Return on equity or ROE is an important factor to be considered by a shareholder because it tells them how effectively their capital is being reinvested. In simpler terms, it measures the profitability of a company in relation to shareholder's equity.

See our latest analysis for AIA Group

How To Calculate Return On Equity?

Return on equity can be calculated by using the formula:

Return on Equity = Net Profit (from continuing operations) ÷ Shareholders' Equity

So, based on the above formula, the ROE for AIA Group is:

8.8% = US$3.7b ÷ US$41b (Based on the trailing twelve months to June 2022).

The 'return' refers to a company's earnings over the last year. So, this means that for every HK$1 of its shareholder's investments, the company generates a profit of HK$0.09.

Why Is ROE Important For Earnings Growth?

We have already established that ROE serves as an efficient profit-generating gauge for a company's future earnings. We now need to evaluate how much profit the company reinvests or "retains" for future growth which then gives us an idea about the growth potential of the company. Assuming all else is equal, companies that have both a higher return on equity and higher profit retention are usually the ones that have a higher growth rate when compared to companies that don't have the same features.

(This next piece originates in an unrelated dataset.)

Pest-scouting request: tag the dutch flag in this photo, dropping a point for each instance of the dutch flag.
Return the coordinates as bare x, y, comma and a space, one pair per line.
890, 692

AIA Group's Earnings Growth And 8.8% ROE

When you first look at it, AIA Group's ROE doesn't look that attractive. Yet, a closer study shows that the company's ROE is similar to the industry average of 7.6%. We can see that AIA Group has grown at a five year net income growth average rate of 3.6%, which is a bit on the lower side. Remember, the company's ROE is not particularly great to begin with. Hence, this does provide some context to low earnings growth seen by the company.

We then compared AIA Group's net income growth with the industry and found that the company's growth figure is lower than the average industry growth rate of 4.6% in the same period, which is a bit concerning.

past-earnings-growthSEHK:1299 Past Earnings Growth November 9th 2022

Earnings growth is an important metric to consider when valuing a stock. The investor should try to establish if the expected growth or decline in earnings, whichever the case may be, is priced in. Doing so will help them establish if the stock's future looks promising or ominous. Is 1299 fairly valued? This infographic on the company's intrinsic value has everything you need to know.

Is AIA Group Making Efficient Use Of Its Profits?

While AIA Group has a decent three-year median payout ratio of 36% (or a retention ratio of 64%), it has seen very little growth in earnings. So there could be some other explanation in that regard. For instance, the company's business may be deteriorating.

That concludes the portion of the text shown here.